Morocco Leads Way In Population Curbs
Report cites four other nations making considerable progress in slowing growth
A DECADE ago, the North African nation of Morocco was sagging under the weight of a problem familiar to every developing nation: explosive population growth.
Determined to wrest the future from the grip of overpopulation, the government and various private groups launched a campaign to deliver contraceptives and family planning advice to the doorsteps of millions of Moroccan women. Despite a poor economy and high levels of illiteracy, the results have been impressive: Contraceptive use in the conservative Muslim nation has risen to 40 percent, while the average number of children per woman has plunged from 7 in 1980 to 4.5 today.
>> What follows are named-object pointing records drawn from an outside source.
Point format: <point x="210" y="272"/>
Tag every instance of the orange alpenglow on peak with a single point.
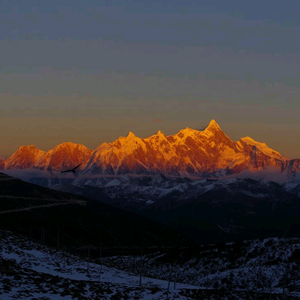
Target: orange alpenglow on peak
<point x="189" y="152"/>
<point x="213" y="125"/>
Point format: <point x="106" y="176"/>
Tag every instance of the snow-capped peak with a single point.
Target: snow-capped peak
<point x="261" y="146"/>
<point x="212" y="126"/>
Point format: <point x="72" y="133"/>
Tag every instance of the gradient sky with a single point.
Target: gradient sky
<point x="91" y="71"/>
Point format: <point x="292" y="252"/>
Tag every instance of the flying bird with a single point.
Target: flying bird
<point x="72" y="170"/>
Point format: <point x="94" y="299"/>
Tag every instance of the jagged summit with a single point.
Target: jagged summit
<point x="130" y="135"/>
<point x="213" y="126"/>
<point x="189" y="152"/>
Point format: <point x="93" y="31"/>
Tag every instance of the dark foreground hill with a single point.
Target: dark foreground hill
<point x="67" y="220"/>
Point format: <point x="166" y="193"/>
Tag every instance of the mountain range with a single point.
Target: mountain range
<point x="189" y="153"/>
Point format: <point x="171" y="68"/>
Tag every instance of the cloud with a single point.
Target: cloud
<point x="158" y="120"/>
<point x="269" y="174"/>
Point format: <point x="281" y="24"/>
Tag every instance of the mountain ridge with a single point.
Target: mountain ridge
<point x="188" y="153"/>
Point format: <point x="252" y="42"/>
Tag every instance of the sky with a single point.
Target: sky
<point x="90" y="71"/>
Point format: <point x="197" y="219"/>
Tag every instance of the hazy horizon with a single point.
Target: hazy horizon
<point x="89" y="72"/>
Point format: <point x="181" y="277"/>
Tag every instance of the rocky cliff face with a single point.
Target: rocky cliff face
<point x="189" y="153"/>
<point x="25" y="157"/>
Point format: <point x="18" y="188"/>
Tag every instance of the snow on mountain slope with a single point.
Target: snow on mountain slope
<point x="32" y="271"/>
<point x="25" y="157"/>
<point x="64" y="156"/>
<point x="188" y="153"/>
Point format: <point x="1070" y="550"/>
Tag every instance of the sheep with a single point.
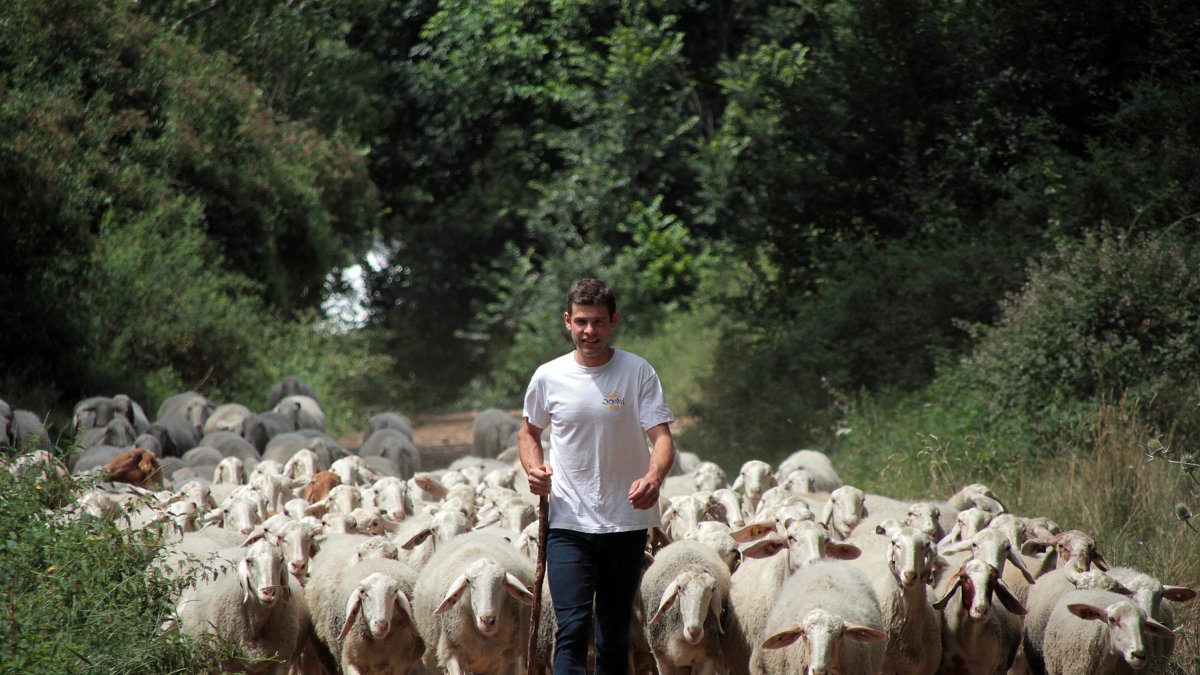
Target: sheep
<point x="845" y="508"/>
<point x="319" y="485"/>
<point x="753" y="481"/>
<point x="713" y="535"/>
<point x="257" y="605"/>
<point x="1075" y="553"/>
<point x="757" y="580"/>
<point x="977" y="637"/>
<point x="136" y="466"/>
<point x="391" y="495"/>
<point x="966" y="524"/>
<point x="900" y="577"/>
<point x="685" y="512"/>
<point x="690" y="577"/>
<point x="1149" y="593"/>
<point x="420" y="536"/>
<point x="816" y="464"/>
<point x="486" y="634"/>
<point x="1110" y="639"/>
<point x="833" y="607"/>
<point x="366" y="621"/>
<point x="298" y="541"/>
Morocco's population problems are not yet solved. But, according to a report released today by the Population Crisis Committee, it is one of five third-world nations that have demonstrated the possibilities for coping with runaway population growth. In different ways, says the report, each has disproved the notion that poor nations are helpless in the face of threatening demographic trends. "These five success stories debunk the myths that population growth is an intractable problem against which world l eaders are powerless or that fertility declines must await major social and economic transitions in the third world," says the report. India, Colombia, Morocco, and Kenya are among the most dramatic success stories of 1991, according to the report, while the Philippines, Malawi, Saudi Arabia, and Haiti are among the least successful. Thailand and US reverse course
Two other countries with historically opposite fertility statistics have reversed course. In the United States, average family size has increased from 1.8 to 2.1 since 1988. The resulting 2.7 million population increase expected in 1992 is nearly one-third higher than the average 2 million annual increases recorded during the 1980s. In Thailand, by contrast, family planning programs have help reduced average family size from 6.2 in 1970 to 2.2 in 1991. One difference is government support for family-plan ning efforts, which has grown in Thailand and some other developing countries but which has diminished in the US because of pressure from powerful anti-abortion groups. Last year the US Supreme Court upheld prohibition in federally-funded clinics of discussion of abortion as a means of birth control.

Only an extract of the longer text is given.